MR Qtaffl and LM Edelstem (1976) isolated the so-called clonal type of seborrheic keratosis, in which there are intra-epidermal sprouting of the basaloid cells. The clonal type of seborrheic keratosis can arise as a result of exogenous effects and is characterized by the transformation of the basaloid cells into prickly ones. Intraepithelial can form clearly delineated complexes of small monomorphic basaloid peptic ulcers of the type called the Burst-Jadassona epithelium. Finally, some authors distinguish the surface type of multiple papillomatous keratomas with signs of seborrheic teratoma - stuccokeratose, in which there is hyperkeratosis in the form of "church spiers". Cells of seborrheic keratoma are small polygonal, with dark oval nuclei, resemble basal cells of the epidermis, which is reflected in the name of one of the synonyms. Among these cells are horny cysts, near which one can see the transition of the basaloid cells into prickly cells with the phenomena of keratinization. Horny cysts can also be found in deeper sections of acanthotic cords.

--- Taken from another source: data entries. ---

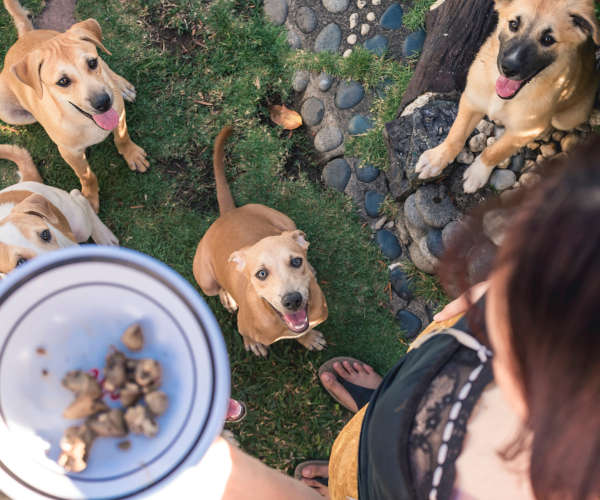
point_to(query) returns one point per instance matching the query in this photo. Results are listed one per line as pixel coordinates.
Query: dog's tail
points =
(20, 16)
(224, 197)
(27, 169)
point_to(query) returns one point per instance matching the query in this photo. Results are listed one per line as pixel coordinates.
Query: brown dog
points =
(254, 258)
(535, 71)
(58, 80)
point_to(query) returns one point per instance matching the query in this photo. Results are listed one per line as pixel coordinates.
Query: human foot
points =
(349, 381)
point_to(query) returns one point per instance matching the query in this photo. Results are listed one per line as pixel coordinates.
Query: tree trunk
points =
(455, 32)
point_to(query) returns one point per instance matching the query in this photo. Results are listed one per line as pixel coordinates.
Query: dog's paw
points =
(313, 340)
(256, 347)
(136, 158)
(432, 162)
(476, 176)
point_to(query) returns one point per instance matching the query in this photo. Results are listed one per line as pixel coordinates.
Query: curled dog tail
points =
(27, 169)
(224, 197)
(20, 16)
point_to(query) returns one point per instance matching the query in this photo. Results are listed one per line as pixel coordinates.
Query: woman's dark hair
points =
(552, 244)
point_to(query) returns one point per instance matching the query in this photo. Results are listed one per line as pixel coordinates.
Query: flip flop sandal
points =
(361, 395)
(298, 471)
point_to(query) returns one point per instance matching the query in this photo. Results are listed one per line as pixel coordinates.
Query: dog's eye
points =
(64, 82)
(547, 40)
(262, 274)
(46, 235)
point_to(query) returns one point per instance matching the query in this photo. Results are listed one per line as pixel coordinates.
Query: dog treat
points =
(115, 371)
(108, 424)
(84, 406)
(75, 446)
(81, 383)
(133, 338)
(140, 421)
(157, 402)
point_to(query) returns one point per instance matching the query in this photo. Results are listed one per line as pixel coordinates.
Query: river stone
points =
(392, 17)
(373, 201)
(306, 19)
(276, 11)
(388, 243)
(377, 45)
(329, 39)
(434, 205)
(336, 174)
(349, 94)
(328, 138)
(413, 44)
(312, 111)
(367, 173)
(336, 6)
(359, 124)
(300, 80)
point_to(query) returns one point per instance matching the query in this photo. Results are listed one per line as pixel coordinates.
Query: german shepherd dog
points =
(535, 71)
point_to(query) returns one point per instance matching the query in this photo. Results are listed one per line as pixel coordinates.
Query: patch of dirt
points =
(57, 15)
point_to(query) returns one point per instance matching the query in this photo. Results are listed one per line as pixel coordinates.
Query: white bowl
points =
(74, 304)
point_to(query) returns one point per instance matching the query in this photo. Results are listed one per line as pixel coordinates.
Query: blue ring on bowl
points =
(188, 295)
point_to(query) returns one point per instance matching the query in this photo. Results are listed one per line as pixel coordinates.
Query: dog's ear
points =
(298, 237)
(89, 31)
(28, 70)
(239, 259)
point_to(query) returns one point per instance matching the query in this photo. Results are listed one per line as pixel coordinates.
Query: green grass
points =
(197, 67)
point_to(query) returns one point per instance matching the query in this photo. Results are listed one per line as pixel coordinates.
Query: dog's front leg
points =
(478, 173)
(89, 183)
(433, 161)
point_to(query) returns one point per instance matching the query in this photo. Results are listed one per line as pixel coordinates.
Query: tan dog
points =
(535, 71)
(254, 258)
(35, 218)
(58, 80)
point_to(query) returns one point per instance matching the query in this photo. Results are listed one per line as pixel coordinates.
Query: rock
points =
(300, 80)
(465, 157)
(336, 174)
(373, 201)
(435, 242)
(388, 243)
(336, 6)
(312, 111)
(477, 143)
(409, 323)
(434, 204)
(306, 19)
(328, 138)
(502, 179)
(569, 142)
(325, 82)
(329, 39)
(276, 11)
(401, 284)
(359, 124)
(392, 17)
(349, 94)
(367, 173)
(485, 127)
(413, 44)
(548, 150)
(377, 45)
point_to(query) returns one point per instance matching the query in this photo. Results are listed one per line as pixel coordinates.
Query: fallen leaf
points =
(285, 117)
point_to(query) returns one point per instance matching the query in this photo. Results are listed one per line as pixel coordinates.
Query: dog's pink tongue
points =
(108, 120)
(506, 88)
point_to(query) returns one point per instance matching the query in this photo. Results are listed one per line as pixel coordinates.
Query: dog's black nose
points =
(292, 301)
(101, 102)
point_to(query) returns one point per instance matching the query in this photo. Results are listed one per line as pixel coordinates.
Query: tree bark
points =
(455, 32)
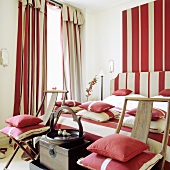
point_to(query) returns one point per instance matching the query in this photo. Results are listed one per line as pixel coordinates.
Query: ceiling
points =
(100, 5)
(95, 5)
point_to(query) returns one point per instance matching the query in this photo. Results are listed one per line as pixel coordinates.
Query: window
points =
(54, 52)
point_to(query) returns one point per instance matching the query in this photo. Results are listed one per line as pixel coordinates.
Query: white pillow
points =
(118, 101)
(101, 117)
(155, 126)
(161, 105)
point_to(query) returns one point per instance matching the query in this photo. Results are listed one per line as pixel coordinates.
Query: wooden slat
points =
(141, 126)
(142, 121)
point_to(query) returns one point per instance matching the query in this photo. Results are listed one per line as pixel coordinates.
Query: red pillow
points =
(96, 106)
(165, 92)
(69, 103)
(156, 113)
(118, 146)
(23, 121)
(122, 92)
(143, 160)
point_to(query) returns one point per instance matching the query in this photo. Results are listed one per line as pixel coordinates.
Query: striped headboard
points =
(145, 83)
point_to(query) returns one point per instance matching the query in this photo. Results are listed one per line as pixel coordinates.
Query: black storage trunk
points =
(64, 157)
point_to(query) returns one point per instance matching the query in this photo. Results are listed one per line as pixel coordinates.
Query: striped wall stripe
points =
(167, 35)
(148, 84)
(135, 39)
(151, 36)
(124, 52)
(158, 35)
(146, 37)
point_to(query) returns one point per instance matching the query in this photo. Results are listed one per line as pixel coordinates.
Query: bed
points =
(144, 84)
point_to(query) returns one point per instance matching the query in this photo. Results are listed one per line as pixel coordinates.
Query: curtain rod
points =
(56, 2)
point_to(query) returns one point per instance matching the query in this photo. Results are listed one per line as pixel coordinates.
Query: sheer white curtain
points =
(72, 21)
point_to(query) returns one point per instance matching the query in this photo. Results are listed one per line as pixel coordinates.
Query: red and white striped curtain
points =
(72, 21)
(146, 37)
(31, 55)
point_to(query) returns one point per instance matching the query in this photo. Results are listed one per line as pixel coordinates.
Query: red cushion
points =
(69, 103)
(23, 120)
(119, 147)
(96, 106)
(96, 161)
(21, 133)
(156, 113)
(122, 92)
(165, 92)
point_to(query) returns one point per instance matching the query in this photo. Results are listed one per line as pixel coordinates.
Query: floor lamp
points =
(101, 75)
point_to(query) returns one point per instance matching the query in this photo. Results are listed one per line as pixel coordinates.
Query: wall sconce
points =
(111, 66)
(101, 74)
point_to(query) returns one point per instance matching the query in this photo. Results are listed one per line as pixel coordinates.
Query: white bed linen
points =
(118, 101)
(105, 131)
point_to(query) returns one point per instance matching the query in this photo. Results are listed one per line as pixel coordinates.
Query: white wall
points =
(8, 29)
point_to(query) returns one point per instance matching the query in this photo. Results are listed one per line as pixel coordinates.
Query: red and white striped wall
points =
(146, 37)
(148, 84)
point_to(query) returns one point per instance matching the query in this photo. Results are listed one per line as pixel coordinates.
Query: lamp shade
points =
(101, 73)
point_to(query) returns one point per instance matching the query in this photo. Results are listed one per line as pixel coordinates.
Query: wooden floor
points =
(17, 163)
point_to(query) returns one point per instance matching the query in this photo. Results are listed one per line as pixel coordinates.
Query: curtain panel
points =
(30, 81)
(72, 21)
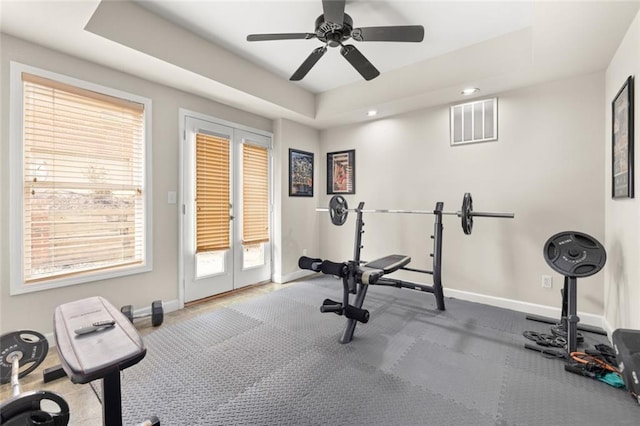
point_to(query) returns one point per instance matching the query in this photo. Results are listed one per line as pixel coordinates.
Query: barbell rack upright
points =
(361, 291)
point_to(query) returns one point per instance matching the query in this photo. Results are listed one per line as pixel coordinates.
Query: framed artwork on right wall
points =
(622, 142)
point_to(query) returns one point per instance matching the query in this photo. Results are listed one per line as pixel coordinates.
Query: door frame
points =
(183, 113)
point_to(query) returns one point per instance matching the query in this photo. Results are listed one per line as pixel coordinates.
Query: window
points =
(255, 196)
(212, 203)
(79, 181)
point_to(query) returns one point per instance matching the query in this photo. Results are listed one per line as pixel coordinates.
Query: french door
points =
(226, 207)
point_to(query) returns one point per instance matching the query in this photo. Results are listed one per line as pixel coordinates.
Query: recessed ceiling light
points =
(470, 91)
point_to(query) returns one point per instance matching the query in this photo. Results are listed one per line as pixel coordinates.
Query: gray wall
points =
(35, 310)
(622, 274)
(546, 166)
(297, 225)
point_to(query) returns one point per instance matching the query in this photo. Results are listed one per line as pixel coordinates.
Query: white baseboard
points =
(525, 307)
(167, 306)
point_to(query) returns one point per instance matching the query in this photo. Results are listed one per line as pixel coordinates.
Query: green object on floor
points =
(612, 379)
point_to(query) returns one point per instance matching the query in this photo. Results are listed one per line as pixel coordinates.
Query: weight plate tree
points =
(574, 254)
(30, 347)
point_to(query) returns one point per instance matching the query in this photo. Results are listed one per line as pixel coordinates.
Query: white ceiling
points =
(201, 47)
(448, 26)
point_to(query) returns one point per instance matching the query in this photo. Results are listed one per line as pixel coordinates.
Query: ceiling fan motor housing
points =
(331, 33)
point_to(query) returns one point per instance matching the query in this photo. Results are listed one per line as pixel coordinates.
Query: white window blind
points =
(255, 194)
(212, 193)
(83, 170)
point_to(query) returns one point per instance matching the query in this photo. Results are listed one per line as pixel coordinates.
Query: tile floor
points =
(85, 408)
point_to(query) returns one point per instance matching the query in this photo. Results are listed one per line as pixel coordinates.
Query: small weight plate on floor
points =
(29, 346)
(574, 254)
(128, 312)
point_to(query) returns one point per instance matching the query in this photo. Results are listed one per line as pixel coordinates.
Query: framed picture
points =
(622, 142)
(300, 173)
(341, 172)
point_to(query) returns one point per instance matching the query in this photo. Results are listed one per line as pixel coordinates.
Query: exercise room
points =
(318, 212)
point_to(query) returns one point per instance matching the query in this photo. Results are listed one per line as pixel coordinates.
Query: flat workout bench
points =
(98, 354)
(373, 271)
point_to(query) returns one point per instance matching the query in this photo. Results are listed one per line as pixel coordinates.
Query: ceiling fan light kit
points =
(334, 27)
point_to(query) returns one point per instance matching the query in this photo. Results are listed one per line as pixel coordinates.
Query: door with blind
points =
(226, 208)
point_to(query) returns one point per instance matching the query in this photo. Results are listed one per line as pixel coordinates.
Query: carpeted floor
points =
(276, 360)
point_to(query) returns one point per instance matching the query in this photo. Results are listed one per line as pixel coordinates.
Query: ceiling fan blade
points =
(359, 62)
(285, 36)
(308, 63)
(333, 11)
(410, 33)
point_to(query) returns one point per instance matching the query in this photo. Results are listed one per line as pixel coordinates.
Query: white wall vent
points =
(475, 121)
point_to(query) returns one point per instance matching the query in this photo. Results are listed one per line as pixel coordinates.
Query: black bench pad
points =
(92, 356)
(390, 263)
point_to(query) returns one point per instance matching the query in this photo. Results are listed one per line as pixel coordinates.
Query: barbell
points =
(339, 210)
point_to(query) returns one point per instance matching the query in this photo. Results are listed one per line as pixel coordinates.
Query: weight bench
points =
(96, 341)
(356, 280)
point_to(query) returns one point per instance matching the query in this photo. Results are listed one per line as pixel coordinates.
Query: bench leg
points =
(112, 399)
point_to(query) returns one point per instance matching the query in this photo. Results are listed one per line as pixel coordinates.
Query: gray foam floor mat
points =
(277, 360)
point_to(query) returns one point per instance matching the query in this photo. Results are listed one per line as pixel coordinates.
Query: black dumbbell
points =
(157, 313)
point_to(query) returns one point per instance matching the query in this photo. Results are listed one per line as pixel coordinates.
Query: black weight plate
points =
(338, 210)
(157, 313)
(27, 409)
(465, 213)
(574, 254)
(30, 346)
(127, 310)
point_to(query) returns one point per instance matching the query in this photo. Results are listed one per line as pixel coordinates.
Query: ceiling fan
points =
(333, 28)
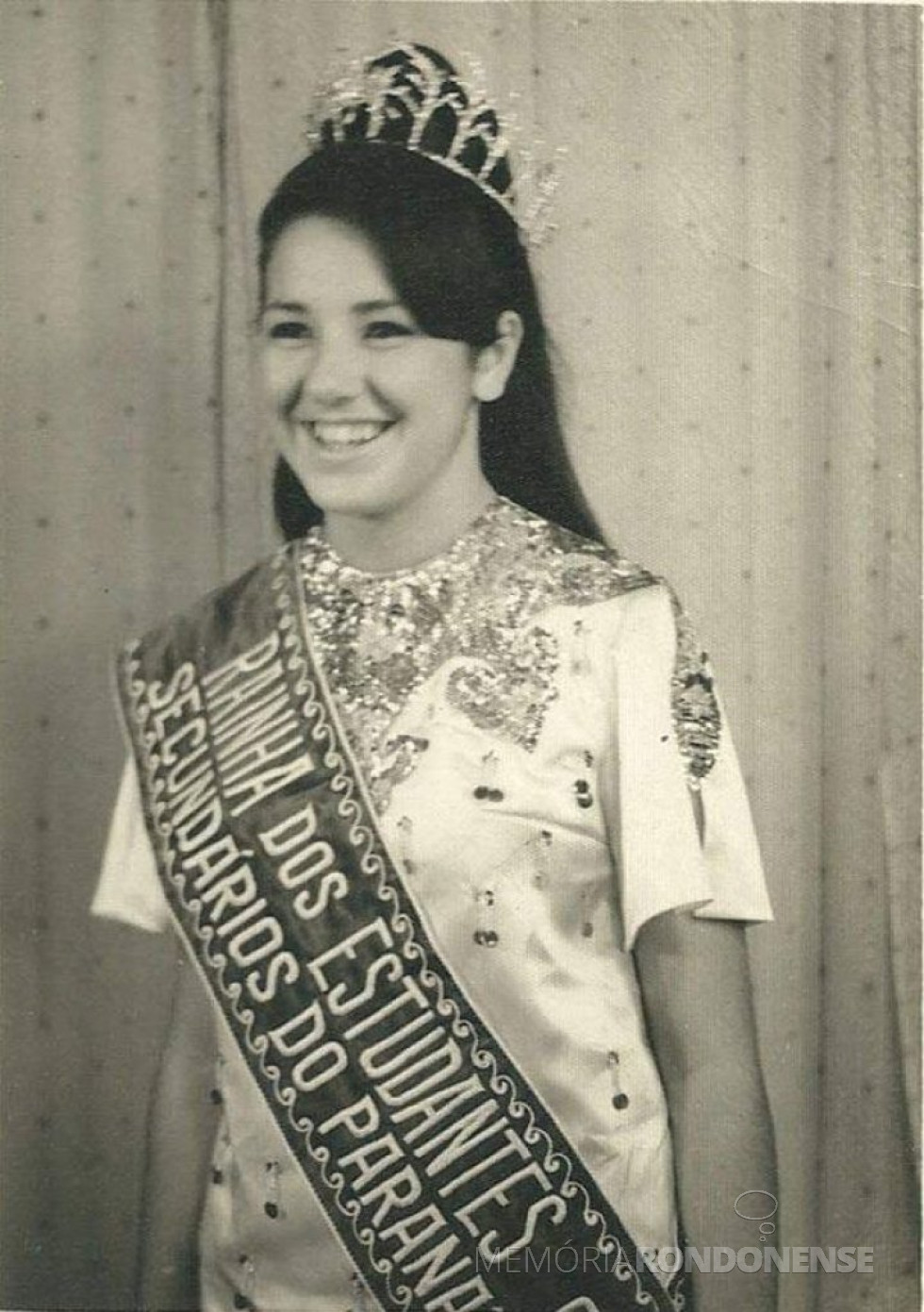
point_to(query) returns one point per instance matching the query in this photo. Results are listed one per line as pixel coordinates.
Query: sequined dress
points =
(531, 714)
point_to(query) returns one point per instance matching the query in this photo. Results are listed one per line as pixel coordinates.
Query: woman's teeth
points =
(346, 435)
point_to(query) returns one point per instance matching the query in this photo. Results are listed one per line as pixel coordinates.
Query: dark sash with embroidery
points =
(446, 1178)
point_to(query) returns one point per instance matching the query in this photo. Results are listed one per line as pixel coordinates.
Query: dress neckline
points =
(328, 557)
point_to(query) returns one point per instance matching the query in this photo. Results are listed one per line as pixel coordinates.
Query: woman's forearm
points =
(724, 1150)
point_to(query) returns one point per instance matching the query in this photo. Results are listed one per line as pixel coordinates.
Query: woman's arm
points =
(180, 1141)
(696, 989)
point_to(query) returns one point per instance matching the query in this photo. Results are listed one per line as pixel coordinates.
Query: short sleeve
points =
(128, 888)
(672, 743)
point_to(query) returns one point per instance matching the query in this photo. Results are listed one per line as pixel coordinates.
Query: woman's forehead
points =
(325, 261)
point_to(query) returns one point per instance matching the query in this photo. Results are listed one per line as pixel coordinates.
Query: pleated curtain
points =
(733, 291)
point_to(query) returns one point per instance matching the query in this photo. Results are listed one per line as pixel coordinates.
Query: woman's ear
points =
(494, 364)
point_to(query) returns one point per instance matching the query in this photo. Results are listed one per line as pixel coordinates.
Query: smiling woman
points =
(440, 803)
(378, 419)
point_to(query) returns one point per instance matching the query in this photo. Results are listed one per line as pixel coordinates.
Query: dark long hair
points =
(456, 262)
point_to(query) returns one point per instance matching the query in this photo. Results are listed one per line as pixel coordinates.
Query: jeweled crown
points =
(410, 97)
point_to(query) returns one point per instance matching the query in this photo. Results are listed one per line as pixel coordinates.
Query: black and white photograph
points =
(460, 656)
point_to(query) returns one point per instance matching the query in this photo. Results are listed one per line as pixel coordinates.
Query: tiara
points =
(410, 97)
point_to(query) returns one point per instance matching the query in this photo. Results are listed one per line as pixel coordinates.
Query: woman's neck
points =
(408, 537)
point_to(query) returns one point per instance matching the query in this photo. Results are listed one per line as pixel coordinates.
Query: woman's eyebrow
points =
(289, 307)
(366, 307)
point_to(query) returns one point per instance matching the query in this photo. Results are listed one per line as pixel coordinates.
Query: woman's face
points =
(373, 416)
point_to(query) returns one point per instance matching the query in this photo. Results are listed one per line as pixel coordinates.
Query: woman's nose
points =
(333, 372)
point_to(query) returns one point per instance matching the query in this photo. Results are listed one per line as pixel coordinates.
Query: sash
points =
(447, 1181)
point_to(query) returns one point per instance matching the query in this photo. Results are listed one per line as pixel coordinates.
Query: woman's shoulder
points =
(221, 607)
(584, 570)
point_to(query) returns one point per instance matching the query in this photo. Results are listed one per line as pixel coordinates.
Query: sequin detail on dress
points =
(698, 721)
(382, 637)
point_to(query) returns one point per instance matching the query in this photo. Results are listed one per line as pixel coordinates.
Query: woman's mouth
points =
(341, 435)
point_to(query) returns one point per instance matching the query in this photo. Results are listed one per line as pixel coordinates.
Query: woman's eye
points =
(383, 329)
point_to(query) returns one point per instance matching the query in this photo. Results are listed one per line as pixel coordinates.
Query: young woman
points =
(442, 805)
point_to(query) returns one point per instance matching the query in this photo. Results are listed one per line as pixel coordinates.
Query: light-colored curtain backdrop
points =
(734, 295)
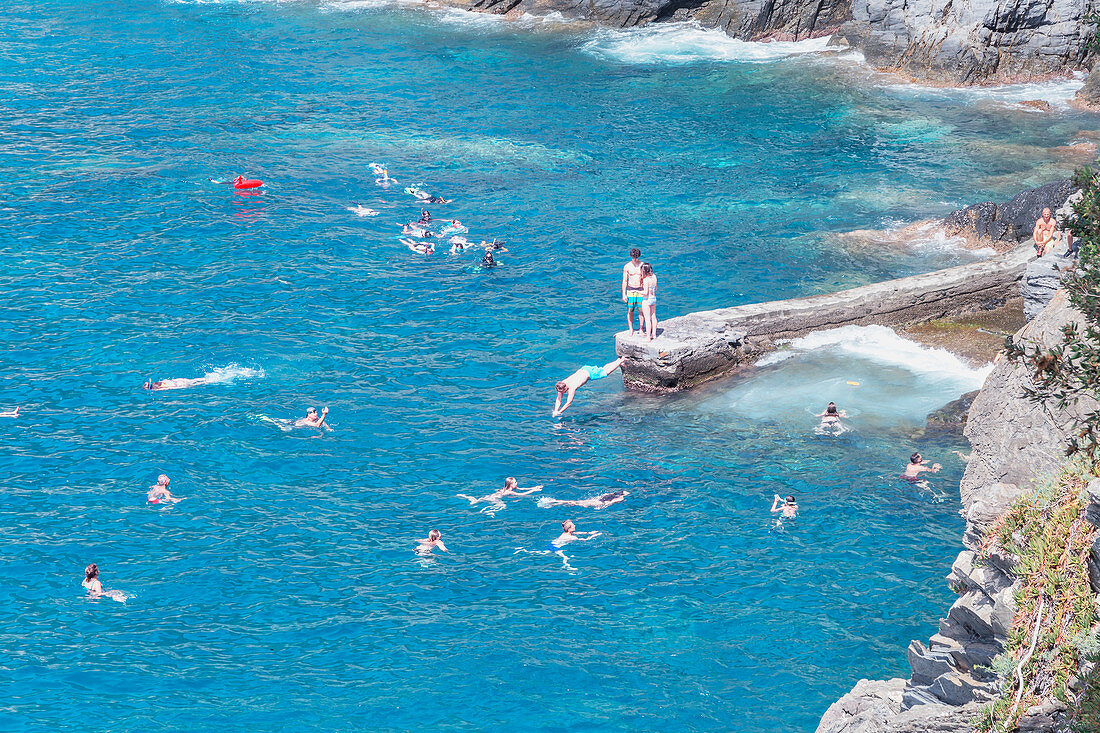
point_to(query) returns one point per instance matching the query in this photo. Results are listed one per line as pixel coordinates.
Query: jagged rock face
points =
(1015, 442)
(971, 41)
(1001, 226)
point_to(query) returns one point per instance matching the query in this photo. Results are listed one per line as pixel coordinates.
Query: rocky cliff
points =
(1015, 442)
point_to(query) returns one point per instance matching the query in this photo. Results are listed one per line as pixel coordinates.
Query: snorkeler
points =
(510, 489)
(435, 540)
(419, 248)
(96, 589)
(417, 230)
(569, 534)
(789, 507)
(178, 383)
(579, 379)
(312, 419)
(832, 416)
(916, 467)
(597, 502)
(91, 580)
(161, 493)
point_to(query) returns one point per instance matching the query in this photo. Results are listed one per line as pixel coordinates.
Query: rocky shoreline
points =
(956, 43)
(1014, 445)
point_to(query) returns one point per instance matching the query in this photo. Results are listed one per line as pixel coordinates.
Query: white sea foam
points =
(230, 372)
(685, 43)
(882, 346)
(1057, 93)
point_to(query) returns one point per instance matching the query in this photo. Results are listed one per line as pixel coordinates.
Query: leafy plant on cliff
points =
(1049, 538)
(1070, 371)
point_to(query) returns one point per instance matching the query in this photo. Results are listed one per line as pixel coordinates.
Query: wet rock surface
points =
(1015, 442)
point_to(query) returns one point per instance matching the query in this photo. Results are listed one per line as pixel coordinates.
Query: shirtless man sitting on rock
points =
(1046, 232)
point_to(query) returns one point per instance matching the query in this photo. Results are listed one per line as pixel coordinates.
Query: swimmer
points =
(597, 502)
(362, 210)
(311, 418)
(179, 383)
(579, 379)
(510, 489)
(419, 248)
(831, 418)
(96, 589)
(91, 581)
(916, 467)
(435, 540)
(161, 493)
(417, 230)
(789, 509)
(569, 534)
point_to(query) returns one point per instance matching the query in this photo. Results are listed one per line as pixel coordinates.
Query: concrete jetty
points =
(703, 346)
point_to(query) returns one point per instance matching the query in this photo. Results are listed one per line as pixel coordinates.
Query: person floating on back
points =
(595, 502)
(579, 379)
(788, 507)
(312, 419)
(631, 290)
(435, 540)
(160, 492)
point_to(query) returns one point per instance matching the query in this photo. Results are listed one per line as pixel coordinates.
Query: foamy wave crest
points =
(1059, 91)
(686, 43)
(882, 346)
(230, 372)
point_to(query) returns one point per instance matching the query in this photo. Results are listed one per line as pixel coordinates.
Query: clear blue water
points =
(283, 593)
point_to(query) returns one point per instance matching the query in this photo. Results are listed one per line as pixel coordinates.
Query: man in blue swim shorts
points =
(579, 379)
(631, 288)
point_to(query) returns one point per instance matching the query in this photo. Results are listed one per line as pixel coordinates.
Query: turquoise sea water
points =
(283, 593)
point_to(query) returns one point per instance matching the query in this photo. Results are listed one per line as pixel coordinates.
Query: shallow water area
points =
(284, 592)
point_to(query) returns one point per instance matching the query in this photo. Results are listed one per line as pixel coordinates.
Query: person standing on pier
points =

Seborrheic keratoma cells can contain a different amount of pigment, which ultimately determines the color of the tumor cell itself. In the stroma of seborrheic keratoma, lymphohistiocytic or plasma cell infiltrates are often found.
Histogenesis. Electron microscopy revealed that the basodoid cells can occur both from prickly and basal cells and are characterized by a high density of the cytoplasm. Tonofilament in them less, but their orientation is the same as the cells of normal epidermis, desmosome enough. A. Ackerman et al. (1993) provide information on the histogenetic community of seborrhoea and follicular keratosis, linking their genesis to the cells of the epithelial lining of the funnel of the hair follicle. Studies on the study of intra-epidermal macrophages, which may be regulators of the processes of keratinization of epithelial cells, have shown that there are significantly more seborrheic keratoses than in normal skin.
Multiple seborrhoeic keratomas are observed in the Leser-Trelat syndrome, the number of them rapidly increases with malignant tumors of internal organs, especially the stomach.
It is very difficult to differentiate with the initial stages of squamous cell carcinoma and precancerous actinic keratosis. The most important sign in these cases is horny or pseudo-cysts, the absence of cellular atypia around them and the presence of basaloid cells along the periphery. In the eccrine pore, which in its histological structure can very much resemble a seborrheic keratom of a solid structure, there are duct structures, cells contain glycogen, there are no horny cysts and pigment.